Thursday 1 July 2010, by Michael Ryan Wiseman

Happy birthday, Canada! And what better way to celebrate than throwing a $1 billion dollar birthday party. Curious, though, that most of it was spent on keeping people away from the festivities and that there were rubber bullets in the goodie-bags.

Curious too that, between bites of caviar-stuffed lobster wrapped in sirloins of Kobe beef braised with gold dust flecked foie gras, we lectured guests on the joys of austerity. I exaggerate a smidge, of course. Opinion without exaggeration is like conservatism without hypocrisy— an impossibility by definition and, if missing, is not nearly as gratifying.

But I digress. Back to the table. Here’s some— ahem— food for thought. Food stops thought. Try thinking after a big meal. Name one great thinker who was fat. Epicurus you say? Not with those cheek bones if millennia-old busts are anything to go by. Buddha? Likewise. And even if one were to defer to those pot-bellied statuettes of his, it doesn’t count; he was a vegetarian for the most part so I suspect the weight was thyroid related.

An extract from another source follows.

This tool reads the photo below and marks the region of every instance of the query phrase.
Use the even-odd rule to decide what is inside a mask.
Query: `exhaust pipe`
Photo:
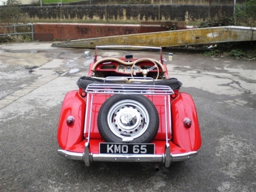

Or, some thinkers may have become rotund later in life by dining out on svelte glories past, after the motivation to produce— the infamous lash of hunger— ceased, but the rule holds. Is it a coincidence that those countries now considered to be the most dynamic and innovative, those same countries with politically astute and active populations, consume fewer calories per sitting than those of us from lethargic countries with an apathetic citizenry of glorified herd animals who graze without a thought that runs past the next mouthful?

Is it a coincidence that nothing remotely brilliant has ever come from any international summit with a banquet hall? Therein, Dear Reader, lays my proposition. Withhold food from our leaders. It will both stimulate their minds and reduce our budgets. It may even help them to relate to some of the hardships of the world. No more Angus for Stephen Harper? DING. Global warming cooled and taxes placed on financial transactions. No more bangers and mash for David Cameron? DING. London’s markets tethered and, with them, the world’s. No more poi for Barack Obama? DING. We transcend to a world of peace.

And I haven’t even mentioned the best part yet, my pièce de résistance if you will. DING. DING. DING. Uh-oh, my lunch is ready.